At a recent Senate hearing, lawmakers found a new target for concerns over consumer data privacy: brick and mortar retailers. Most retailers today collect shopper data, monitor in-store behavior, and send promotions or targeted content based on in-store data. Now, however, federal lawmakers may deem user data collection as a violation of shoppers’ rights to privacy — a ruling that is backed by Amazon and other e-retailers who want brick and mortar stores to be held to the same standards as ecommerce platforms.
To grasp the scope of a potential ban on in-store AI, NewtonX conducted a survey with 500 leaders of in-store analytics, AI, and rewards programs at brick and mortar retailers. The survey revealed the scope of in-store data that retailers collect, what aspects of this data collection are up to be potentially revoked, and what the consequences of a ban on in-store AI would be for brick and mortar retailers.
Protection for Citizens May Leave Retailers Unprotected
At a recent Senate hearing Senate Commerce Chairman Roger Wicker said “It is clear to me that we need a strong, national privacy law that provides baseline data protections [and]applies equally to business entities—both online and offline.” What would the inclusion of offline businesses in data privacy acts look like?

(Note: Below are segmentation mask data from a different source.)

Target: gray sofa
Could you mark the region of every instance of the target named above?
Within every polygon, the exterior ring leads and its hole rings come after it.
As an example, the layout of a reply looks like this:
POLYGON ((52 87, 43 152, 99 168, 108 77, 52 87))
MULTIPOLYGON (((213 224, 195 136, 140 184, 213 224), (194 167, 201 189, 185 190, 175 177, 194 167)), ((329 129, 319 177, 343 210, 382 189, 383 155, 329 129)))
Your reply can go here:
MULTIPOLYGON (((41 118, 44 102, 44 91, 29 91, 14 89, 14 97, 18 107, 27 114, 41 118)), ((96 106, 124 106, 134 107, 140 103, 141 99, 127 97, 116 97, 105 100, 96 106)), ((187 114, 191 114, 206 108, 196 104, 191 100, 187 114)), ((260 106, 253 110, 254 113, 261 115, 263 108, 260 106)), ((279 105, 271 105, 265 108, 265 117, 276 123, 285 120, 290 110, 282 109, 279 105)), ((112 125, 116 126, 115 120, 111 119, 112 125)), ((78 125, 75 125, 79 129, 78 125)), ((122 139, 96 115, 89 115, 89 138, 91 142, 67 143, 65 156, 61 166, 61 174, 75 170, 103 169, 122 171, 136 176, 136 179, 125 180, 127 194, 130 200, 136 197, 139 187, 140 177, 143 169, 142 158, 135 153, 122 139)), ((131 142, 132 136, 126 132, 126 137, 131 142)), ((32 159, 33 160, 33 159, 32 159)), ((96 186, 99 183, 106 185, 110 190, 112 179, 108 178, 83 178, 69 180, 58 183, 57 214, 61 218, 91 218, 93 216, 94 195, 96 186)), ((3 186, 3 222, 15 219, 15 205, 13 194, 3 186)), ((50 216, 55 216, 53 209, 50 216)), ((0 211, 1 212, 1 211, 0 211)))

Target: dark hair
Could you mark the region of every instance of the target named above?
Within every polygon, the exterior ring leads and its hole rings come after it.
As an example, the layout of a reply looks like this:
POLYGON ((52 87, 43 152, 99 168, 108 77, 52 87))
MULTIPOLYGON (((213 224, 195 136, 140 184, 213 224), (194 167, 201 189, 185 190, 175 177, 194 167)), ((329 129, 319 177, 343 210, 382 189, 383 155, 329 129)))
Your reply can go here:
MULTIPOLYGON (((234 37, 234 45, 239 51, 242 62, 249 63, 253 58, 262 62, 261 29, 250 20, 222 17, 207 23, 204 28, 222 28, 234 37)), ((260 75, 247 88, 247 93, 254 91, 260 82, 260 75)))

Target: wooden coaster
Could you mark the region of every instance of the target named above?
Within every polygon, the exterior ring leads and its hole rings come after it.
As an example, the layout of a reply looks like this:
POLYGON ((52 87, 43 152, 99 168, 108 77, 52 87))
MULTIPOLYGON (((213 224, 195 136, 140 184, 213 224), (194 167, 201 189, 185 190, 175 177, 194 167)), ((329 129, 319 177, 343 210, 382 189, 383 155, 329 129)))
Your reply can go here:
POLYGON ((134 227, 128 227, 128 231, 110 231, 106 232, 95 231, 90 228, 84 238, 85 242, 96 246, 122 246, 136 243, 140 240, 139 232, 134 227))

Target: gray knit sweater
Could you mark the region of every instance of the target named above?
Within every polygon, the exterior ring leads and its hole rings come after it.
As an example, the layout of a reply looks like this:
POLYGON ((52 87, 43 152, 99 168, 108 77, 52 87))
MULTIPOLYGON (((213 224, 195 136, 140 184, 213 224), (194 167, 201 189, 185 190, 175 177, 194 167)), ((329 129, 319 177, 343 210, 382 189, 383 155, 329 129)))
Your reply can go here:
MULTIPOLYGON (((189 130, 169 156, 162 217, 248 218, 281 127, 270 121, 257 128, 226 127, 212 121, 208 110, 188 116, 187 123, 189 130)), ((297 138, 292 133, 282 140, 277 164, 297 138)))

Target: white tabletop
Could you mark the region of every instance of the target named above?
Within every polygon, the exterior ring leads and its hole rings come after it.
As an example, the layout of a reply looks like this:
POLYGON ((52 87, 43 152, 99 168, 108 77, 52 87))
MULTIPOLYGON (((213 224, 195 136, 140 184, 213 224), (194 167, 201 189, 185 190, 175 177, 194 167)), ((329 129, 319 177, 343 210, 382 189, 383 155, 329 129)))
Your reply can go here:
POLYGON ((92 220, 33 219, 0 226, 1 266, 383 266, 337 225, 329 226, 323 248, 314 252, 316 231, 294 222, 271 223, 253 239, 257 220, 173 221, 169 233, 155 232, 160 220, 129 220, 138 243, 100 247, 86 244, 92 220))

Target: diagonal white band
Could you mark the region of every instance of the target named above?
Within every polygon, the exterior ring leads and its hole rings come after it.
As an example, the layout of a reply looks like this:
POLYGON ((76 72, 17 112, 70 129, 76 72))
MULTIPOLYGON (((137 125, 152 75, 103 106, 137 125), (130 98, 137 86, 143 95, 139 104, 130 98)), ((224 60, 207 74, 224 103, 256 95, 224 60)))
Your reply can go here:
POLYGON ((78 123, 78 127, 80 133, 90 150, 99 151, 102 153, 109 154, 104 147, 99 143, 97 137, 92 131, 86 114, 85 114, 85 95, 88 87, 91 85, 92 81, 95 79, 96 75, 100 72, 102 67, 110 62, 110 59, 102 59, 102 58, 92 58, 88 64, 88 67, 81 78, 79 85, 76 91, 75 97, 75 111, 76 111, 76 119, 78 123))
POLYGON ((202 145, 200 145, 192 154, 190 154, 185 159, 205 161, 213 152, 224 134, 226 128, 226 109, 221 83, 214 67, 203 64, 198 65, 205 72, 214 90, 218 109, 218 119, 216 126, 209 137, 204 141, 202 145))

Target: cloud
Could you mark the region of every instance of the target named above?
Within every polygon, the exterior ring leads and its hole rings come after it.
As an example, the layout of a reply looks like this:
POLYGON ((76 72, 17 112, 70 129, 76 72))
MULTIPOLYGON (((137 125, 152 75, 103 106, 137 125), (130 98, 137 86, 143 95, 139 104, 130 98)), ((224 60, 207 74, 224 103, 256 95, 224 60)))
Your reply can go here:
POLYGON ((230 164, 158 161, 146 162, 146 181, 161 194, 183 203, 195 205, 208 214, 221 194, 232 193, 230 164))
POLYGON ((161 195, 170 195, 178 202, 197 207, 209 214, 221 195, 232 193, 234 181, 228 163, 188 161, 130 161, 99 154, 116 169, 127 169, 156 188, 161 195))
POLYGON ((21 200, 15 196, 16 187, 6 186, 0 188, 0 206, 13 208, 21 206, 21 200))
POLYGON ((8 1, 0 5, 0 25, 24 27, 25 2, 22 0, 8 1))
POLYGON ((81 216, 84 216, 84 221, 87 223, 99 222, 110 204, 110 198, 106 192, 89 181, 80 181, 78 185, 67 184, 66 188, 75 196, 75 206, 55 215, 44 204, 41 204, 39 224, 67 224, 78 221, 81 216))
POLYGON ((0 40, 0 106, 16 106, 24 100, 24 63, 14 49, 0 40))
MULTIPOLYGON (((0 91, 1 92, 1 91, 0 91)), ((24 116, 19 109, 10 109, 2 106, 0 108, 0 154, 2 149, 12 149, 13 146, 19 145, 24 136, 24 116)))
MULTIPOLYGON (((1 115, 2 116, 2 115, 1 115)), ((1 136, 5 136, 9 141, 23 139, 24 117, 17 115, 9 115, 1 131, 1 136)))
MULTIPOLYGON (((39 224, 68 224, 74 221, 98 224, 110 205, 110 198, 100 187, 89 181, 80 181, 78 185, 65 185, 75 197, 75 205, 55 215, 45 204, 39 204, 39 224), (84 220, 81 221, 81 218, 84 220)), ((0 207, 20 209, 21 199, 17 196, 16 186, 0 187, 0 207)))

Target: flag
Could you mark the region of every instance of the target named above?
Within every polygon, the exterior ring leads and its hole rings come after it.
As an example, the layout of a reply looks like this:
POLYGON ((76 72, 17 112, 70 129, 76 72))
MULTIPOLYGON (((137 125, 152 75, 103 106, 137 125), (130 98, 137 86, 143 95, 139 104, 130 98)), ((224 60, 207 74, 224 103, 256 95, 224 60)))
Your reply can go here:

According to executives at Amazon and other large retailers, the biggest impact would be on loyalty programs, where retailers offer superior services and experiences based on whether or not a consumer shares their data. In fact, a landmark piece of California legislation, called the CCPA, which was drafted with the intent of protecting consumer privacy, much like GDPR, already has many retailers wondering if they are at risk of being sued for basic loyalty programs. The law not only prohibits offering a different level of quality based on whether a consumer shares their personal data, but also allows consumers to opt out of sharing any information that could lead the brand to associate their data with a “particular household.”
Loyalty programs aren’t the only aspect of retail under fire, though. California’s law also covers collection of audio, electronic or visual information, and “olfactory” information — data that many retailers collect in-store. For instance, Sephora uses Bluetooth beacons to identify customers’ smartphones when they enter a store, and sends personalized promotions to shoppers in real-time. Walmart, Lowe’s, and Target have all tested facial recognition systems for flagging people who have previously shoplifted, but the technology has not yet been rolled out.
These retailers are not alone in testing facial recognition: a growing cohort of technology companies such as Ayonix Face Technologies and FaceFirsthave rolled out facial recognition systems in stores to identify and flag scammers (the companies are understandably secretive about their clients). In fact, the global facial recognition market is expected to hit $8B over the next three years.
And yet, the technology’s use in retail is controversial; in 2015 the federal Commerce Department attempted to craft voluntary standards for facial recognition, but pushback from retailers and associations was so strong that the effort ended up falling apart. More recently, multiple senators have introduced bills that would disallow retailers from using facial recognition technology without customers’ consent.
While some of this technology could be used for anonymized data collection, much of it may be deemed sensitive personal data — particularly when it comes to profiling scammers/shoplifters. Brick and mortar retailers fear that tight regulations on in-store technology could make it even harder to compete with e-commerce giants.
The True Cost of Banning In-Store AI
In-store promotions and mitigated losses through facial recognition technology have actually yielded lower returns than many retailers expected. The biggest potential loss, which could translate into millions of lost revenue, is in loyalty programs.
Chances are, however, that brick and mortar retailers will not come under fire for loyalty programs, and will instead be forced to reconsider bluetooth signaling and facial recognition technology — two components of retail that, as of now, don’t provide significant cost savings anyways. “Getting permission to collect personal from our existing loyalty users would be cumbersome, but ultimately is probably a good idea, from a regulation standpoint,” said one respondent to the NewtonX survey. “I don’t see GDPR-like rules severely limiting in-store operations.”